1,119 posts, read 965,675 times
Reputation: 1200
Quote:
Originally Posted by BajanYankee View Post
See...I don't think that's the chief complaint. I think what guys complain about mostly is that you have a very few guys hogging damn near all of the chicks in their prime years.

Modern-day dating for men is the equivalent of unbridled capitalism, where there are a few Fat Cats and an impoverished proletariat. Feast or famine is the game. What Joe Schmoes are upset about is that the Plain Janes are not even an option for them. They're all gladly and willingly a part of Mr. Varsity's harem. Granted, most women do not want to share a man, but they'd much rather share a high status with several other women than have a low status man all to themselves.
Yes you are correct to some extent.

The only thing I'm going to say is -- you're right that Joe Schmoes aren't an option for Plain Janes...

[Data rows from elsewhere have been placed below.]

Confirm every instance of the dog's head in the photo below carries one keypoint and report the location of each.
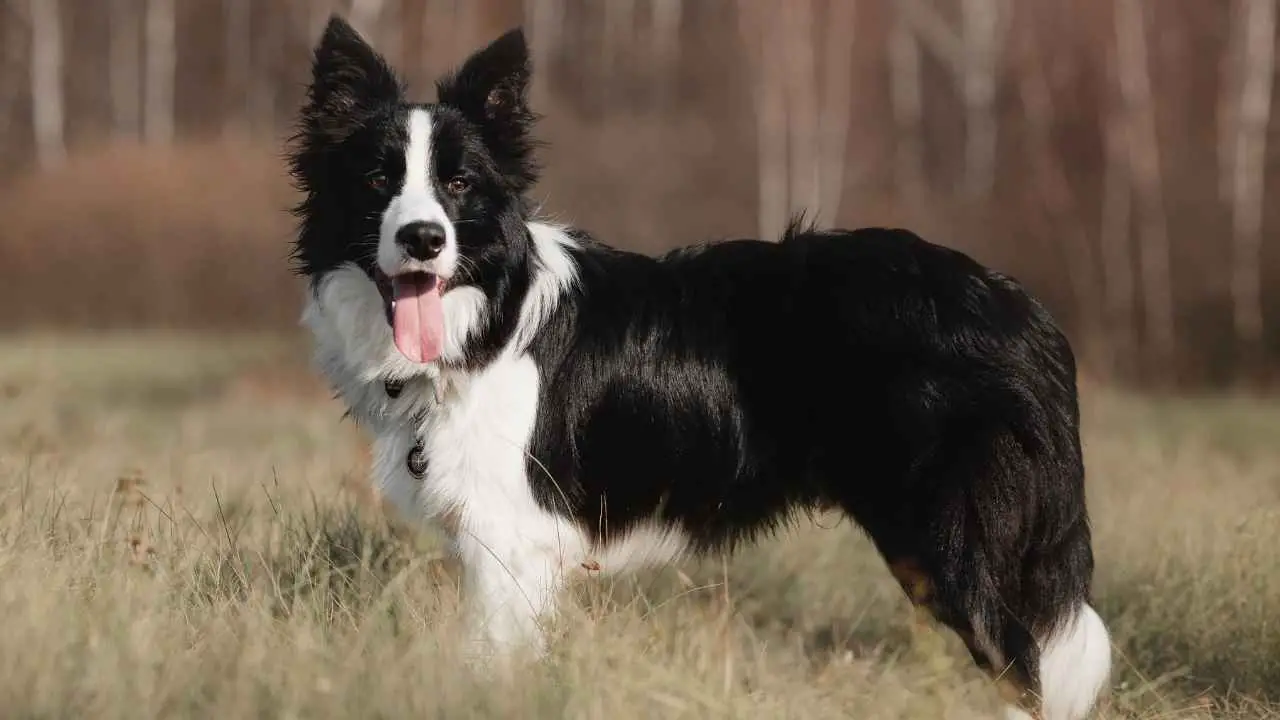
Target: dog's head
(425, 199)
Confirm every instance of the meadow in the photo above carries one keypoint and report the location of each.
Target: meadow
(186, 531)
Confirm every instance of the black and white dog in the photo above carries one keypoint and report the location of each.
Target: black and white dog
(561, 405)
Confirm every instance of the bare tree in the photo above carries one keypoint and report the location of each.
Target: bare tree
(836, 105)
(908, 105)
(12, 48)
(1257, 68)
(1054, 191)
(801, 105)
(1115, 241)
(237, 59)
(158, 114)
(48, 106)
(620, 21)
(759, 26)
(545, 19)
(1157, 292)
(664, 46)
(366, 17)
(983, 36)
(126, 67)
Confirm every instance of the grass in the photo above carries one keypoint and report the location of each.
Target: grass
(183, 532)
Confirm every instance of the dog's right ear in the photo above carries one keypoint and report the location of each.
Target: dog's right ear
(350, 82)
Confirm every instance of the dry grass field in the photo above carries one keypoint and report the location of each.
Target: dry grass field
(183, 533)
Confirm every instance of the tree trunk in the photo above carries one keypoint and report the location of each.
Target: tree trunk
(545, 19)
(365, 16)
(758, 22)
(1157, 290)
(126, 68)
(801, 105)
(664, 48)
(908, 105)
(48, 109)
(836, 105)
(982, 37)
(238, 62)
(12, 76)
(161, 59)
(1118, 277)
(1249, 169)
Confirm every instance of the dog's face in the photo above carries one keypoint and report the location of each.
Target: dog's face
(424, 199)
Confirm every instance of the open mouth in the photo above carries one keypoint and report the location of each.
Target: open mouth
(415, 311)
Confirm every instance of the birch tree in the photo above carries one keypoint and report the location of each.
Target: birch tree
(124, 72)
(982, 36)
(1055, 192)
(158, 105)
(801, 104)
(12, 76)
(664, 48)
(906, 101)
(48, 105)
(759, 26)
(1253, 115)
(836, 105)
(1115, 242)
(237, 59)
(970, 55)
(1153, 267)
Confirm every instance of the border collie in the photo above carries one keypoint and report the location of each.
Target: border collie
(561, 406)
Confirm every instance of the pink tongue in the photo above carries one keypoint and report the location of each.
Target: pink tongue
(419, 317)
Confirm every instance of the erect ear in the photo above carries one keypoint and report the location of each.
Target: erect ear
(490, 90)
(350, 82)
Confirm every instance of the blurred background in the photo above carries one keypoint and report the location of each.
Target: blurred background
(1115, 155)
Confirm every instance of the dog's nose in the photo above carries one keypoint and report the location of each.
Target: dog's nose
(421, 241)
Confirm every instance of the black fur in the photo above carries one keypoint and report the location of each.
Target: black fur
(726, 387)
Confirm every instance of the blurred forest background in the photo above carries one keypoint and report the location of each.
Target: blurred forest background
(1115, 155)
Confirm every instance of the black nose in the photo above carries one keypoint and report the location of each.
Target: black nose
(421, 241)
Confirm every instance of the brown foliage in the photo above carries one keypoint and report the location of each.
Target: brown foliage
(128, 236)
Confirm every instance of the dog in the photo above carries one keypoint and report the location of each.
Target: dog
(558, 404)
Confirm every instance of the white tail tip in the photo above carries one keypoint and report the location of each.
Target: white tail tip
(1075, 666)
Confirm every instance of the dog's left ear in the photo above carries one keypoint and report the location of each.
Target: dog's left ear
(492, 90)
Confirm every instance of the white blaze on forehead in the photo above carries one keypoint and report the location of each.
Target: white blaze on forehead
(417, 155)
(416, 203)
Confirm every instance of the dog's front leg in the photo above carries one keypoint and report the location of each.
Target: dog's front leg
(510, 584)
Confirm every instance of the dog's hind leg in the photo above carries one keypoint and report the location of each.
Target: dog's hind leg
(1002, 556)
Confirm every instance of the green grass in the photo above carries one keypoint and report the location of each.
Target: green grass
(183, 532)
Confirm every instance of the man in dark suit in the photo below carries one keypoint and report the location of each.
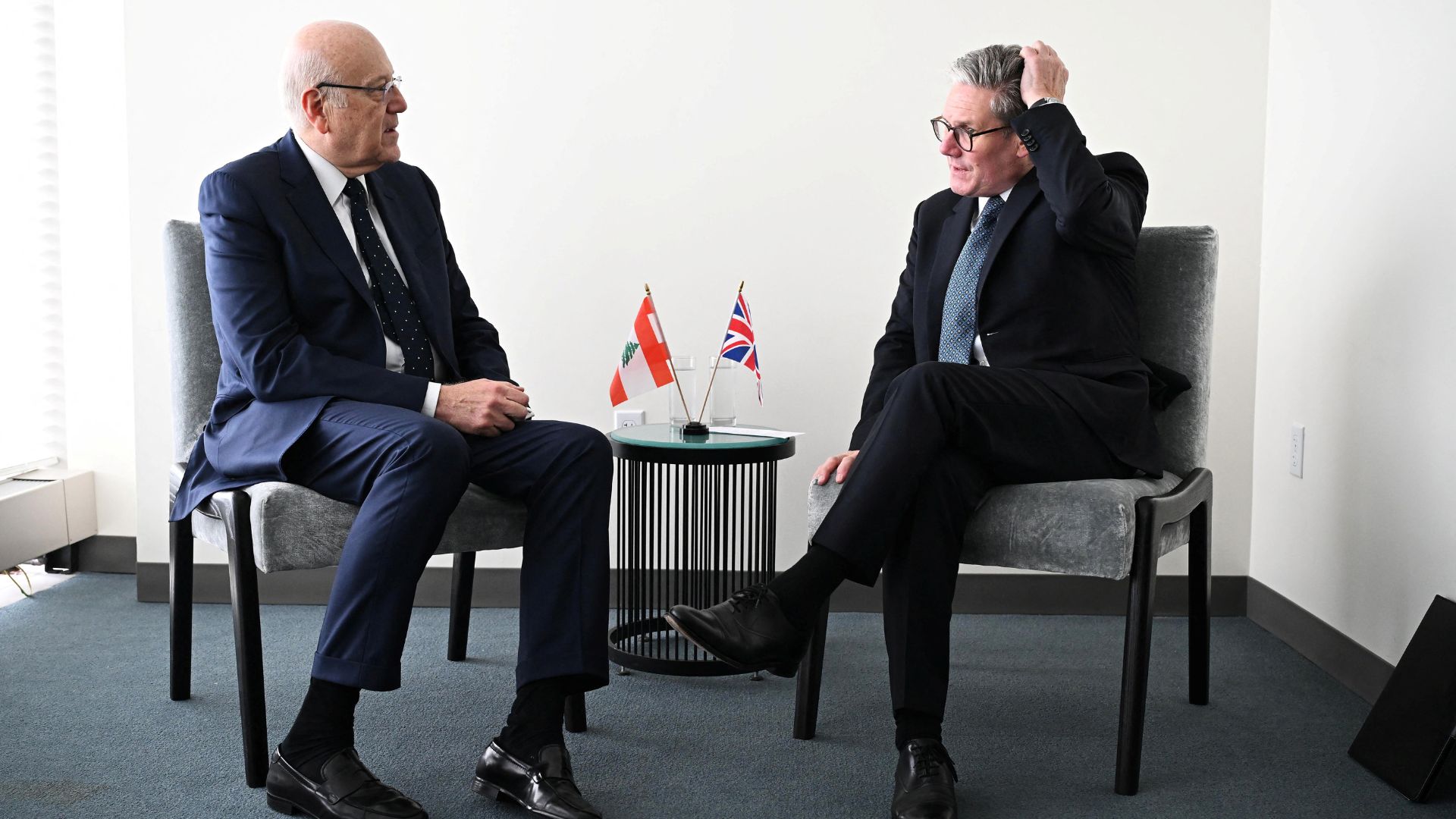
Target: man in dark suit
(356, 363)
(1011, 356)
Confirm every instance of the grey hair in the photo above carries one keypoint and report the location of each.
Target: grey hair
(996, 69)
(302, 71)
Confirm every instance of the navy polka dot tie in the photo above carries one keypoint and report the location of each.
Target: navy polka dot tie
(397, 306)
(959, 319)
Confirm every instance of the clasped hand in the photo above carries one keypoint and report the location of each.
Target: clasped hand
(482, 407)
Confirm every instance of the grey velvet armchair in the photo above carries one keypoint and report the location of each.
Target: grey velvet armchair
(1111, 528)
(278, 526)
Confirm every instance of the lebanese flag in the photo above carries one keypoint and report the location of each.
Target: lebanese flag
(644, 365)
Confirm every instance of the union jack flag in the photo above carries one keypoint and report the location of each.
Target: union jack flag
(739, 344)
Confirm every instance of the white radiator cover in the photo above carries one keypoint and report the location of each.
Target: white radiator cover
(44, 510)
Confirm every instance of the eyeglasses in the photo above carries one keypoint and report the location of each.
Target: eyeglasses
(383, 91)
(963, 136)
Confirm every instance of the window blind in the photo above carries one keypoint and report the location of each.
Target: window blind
(33, 382)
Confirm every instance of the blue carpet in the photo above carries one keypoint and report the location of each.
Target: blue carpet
(86, 727)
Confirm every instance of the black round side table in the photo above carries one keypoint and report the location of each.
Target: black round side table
(695, 523)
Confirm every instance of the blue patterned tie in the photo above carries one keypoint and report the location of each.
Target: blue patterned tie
(397, 308)
(959, 319)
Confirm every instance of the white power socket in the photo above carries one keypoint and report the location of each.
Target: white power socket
(1296, 450)
(628, 419)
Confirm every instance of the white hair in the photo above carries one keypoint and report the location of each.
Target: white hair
(996, 69)
(302, 71)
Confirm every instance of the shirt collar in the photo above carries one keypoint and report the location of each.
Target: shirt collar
(331, 178)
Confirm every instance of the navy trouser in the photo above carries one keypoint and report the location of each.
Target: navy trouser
(406, 472)
(946, 436)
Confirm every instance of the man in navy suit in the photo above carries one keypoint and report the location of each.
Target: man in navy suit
(1011, 356)
(356, 363)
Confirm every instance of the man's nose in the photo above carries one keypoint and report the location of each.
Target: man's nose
(949, 146)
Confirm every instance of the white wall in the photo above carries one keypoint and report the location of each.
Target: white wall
(96, 257)
(1354, 316)
(582, 149)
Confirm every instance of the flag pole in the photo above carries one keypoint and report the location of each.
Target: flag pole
(676, 381)
(720, 357)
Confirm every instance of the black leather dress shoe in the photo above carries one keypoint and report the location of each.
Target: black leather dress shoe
(747, 632)
(347, 790)
(925, 783)
(545, 789)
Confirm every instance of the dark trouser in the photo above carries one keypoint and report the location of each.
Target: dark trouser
(406, 474)
(946, 436)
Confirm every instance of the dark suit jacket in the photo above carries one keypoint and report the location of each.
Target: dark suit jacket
(1056, 293)
(294, 319)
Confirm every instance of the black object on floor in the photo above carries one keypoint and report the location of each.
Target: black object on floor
(1413, 725)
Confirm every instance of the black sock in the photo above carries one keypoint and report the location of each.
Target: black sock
(804, 586)
(325, 726)
(536, 716)
(915, 725)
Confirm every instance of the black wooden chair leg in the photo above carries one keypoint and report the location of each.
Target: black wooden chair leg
(576, 720)
(1200, 588)
(1136, 648)
(242, 575)
(811, 672)
(462, 583)
(180, 604)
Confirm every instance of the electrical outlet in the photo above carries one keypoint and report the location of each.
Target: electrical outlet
(1296, 450)
(629, 419)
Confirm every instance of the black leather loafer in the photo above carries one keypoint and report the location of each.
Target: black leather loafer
(747, 632)
(348, 790)
(545, 789)
(925, 783)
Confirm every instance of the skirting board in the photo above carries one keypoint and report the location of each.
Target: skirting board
(1341, 657)
(976, 594)
(1354, 667)
(108, 553)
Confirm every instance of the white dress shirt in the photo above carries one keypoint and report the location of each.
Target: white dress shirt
(977, 352)
(332, 181)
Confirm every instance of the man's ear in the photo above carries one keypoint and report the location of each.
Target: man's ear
(313, 110)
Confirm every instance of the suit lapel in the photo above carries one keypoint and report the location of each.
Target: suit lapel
(952, 238)
(403, 228)
(1018, 203)
(318, 216)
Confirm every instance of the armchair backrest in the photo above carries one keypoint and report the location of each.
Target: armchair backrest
(196, 360)
(1177, 270)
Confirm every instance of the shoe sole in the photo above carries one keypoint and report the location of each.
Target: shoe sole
(491, 792)
(284, 806)
(780, 670)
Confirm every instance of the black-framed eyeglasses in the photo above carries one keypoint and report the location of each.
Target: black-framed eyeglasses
(383, 91)
(965, 136)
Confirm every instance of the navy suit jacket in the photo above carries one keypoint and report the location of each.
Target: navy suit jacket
(1056, 292)
(294, 318)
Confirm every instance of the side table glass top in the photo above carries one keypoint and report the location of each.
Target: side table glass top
(667, 436)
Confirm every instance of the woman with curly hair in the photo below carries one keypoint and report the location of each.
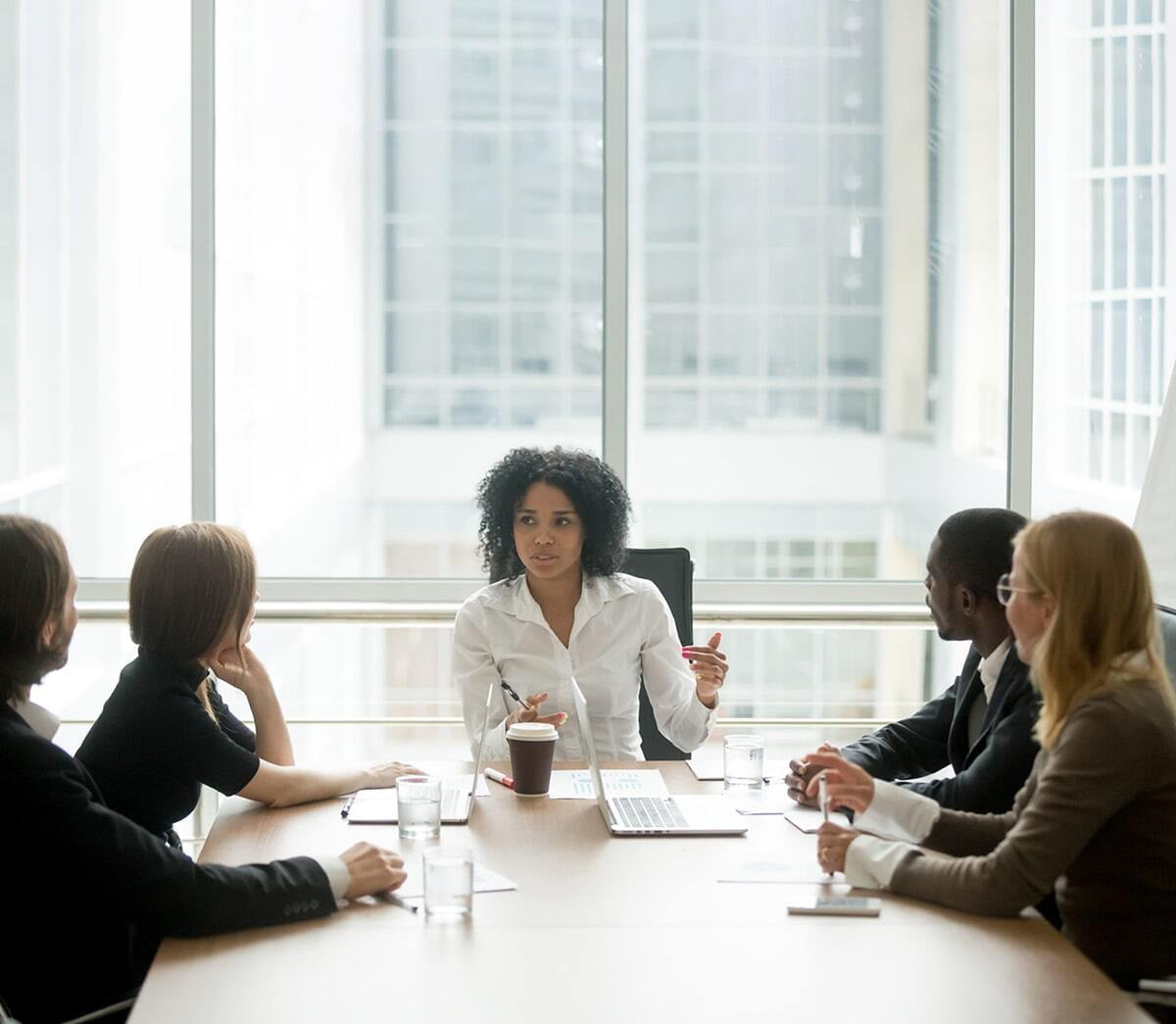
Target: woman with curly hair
(552, 535)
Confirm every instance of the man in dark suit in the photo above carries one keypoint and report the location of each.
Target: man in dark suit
(982, 724)
(88, 894)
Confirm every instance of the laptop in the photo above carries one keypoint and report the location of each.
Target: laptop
(377, 806)
(650, 815)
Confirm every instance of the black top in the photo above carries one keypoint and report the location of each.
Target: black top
(154, 745)
(989, 771)
(92, 894)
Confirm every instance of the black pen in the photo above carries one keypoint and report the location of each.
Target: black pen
(511, 690)
(395, 901)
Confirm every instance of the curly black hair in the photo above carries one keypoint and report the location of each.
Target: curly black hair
(597, 492)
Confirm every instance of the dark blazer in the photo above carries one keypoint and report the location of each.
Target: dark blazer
(92, 894)
(991, 771)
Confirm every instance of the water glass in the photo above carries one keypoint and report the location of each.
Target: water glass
(448, 883)
(742, 762)
(418, 806)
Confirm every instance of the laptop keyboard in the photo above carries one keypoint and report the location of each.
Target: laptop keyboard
(648, 812)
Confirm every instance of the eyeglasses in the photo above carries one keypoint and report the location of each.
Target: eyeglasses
(1004, 589)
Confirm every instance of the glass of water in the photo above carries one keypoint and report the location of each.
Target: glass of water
(742, 762)
(418, 806)
(448, 883)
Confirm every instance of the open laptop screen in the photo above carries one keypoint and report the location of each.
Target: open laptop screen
(589, 746)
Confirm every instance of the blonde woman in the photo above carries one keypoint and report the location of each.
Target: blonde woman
(1097, 819)
(165, 731)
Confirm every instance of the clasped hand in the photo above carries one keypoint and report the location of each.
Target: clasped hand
(710, 666)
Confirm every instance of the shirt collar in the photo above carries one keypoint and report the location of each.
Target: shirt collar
(514, 598)
(40, 719)
(991, 666)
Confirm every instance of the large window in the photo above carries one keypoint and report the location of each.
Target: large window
(409, 268)
(818, 317)
(94, 265)
(1102, 345)
(409, 280)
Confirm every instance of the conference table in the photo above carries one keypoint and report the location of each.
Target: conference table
(609, 929)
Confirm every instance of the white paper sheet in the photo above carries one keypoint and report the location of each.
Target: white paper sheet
(617, 782)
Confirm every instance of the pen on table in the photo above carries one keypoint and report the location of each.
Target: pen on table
(511, 690)
(499, 777)
(395, 901)
(823, 798)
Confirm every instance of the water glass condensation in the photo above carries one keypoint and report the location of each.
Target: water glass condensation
(448, 883)
(742, 762)
(418, 806)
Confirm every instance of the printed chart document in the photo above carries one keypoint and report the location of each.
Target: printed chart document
(712, 770)
(485, 881)
(808, 819)
(617, 782)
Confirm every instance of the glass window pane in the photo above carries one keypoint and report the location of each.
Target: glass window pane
(821, 317)
(409, 272)
(95, 271)
(1101, 253)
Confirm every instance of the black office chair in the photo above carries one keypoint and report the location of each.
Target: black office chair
(118, 1011)
(673, 572)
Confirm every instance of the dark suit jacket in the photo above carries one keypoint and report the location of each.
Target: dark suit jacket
(991, 771)
(88, 894)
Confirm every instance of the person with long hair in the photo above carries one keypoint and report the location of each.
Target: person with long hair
(87, 890)
(165, 730)
(1097, 821)
(553, 531)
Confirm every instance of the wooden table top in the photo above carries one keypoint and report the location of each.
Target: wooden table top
(607, 929)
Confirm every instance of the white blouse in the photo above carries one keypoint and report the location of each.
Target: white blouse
(622, 630)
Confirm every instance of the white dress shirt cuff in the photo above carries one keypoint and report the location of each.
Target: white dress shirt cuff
(338, 876)
(870, 862)
(898, 812)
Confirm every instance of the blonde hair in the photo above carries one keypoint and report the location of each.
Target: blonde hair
(1094, 569)
(189, 586)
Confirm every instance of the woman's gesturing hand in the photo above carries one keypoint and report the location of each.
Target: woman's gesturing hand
(371, 870)
(242, 670)
(530, 713)
(710, 666)
(848, 786)
(832, 845)
(381, 776)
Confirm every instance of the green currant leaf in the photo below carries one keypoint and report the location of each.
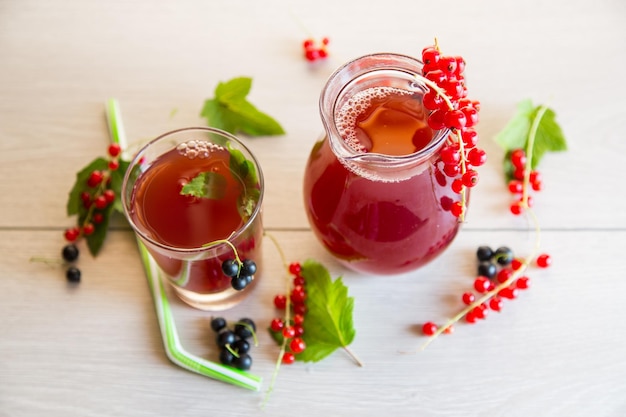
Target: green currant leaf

...but the Joe Schmoes should not complain about this and feel helpless. If they had the passion to be better than "average Joe" and put in a little effort, they would be suddenly catapulted from the Joe Schmoe world into the world of desirable men.

Once they leave the Joe Schmoe world, like we've agreed their pool of women will expand to the plain Janes that were once unattainable.

Plain Janes simply want what everyone wants - someone they truly like and can bring home to their friends and family. And if Joe Schmoes tried, they can be this guy.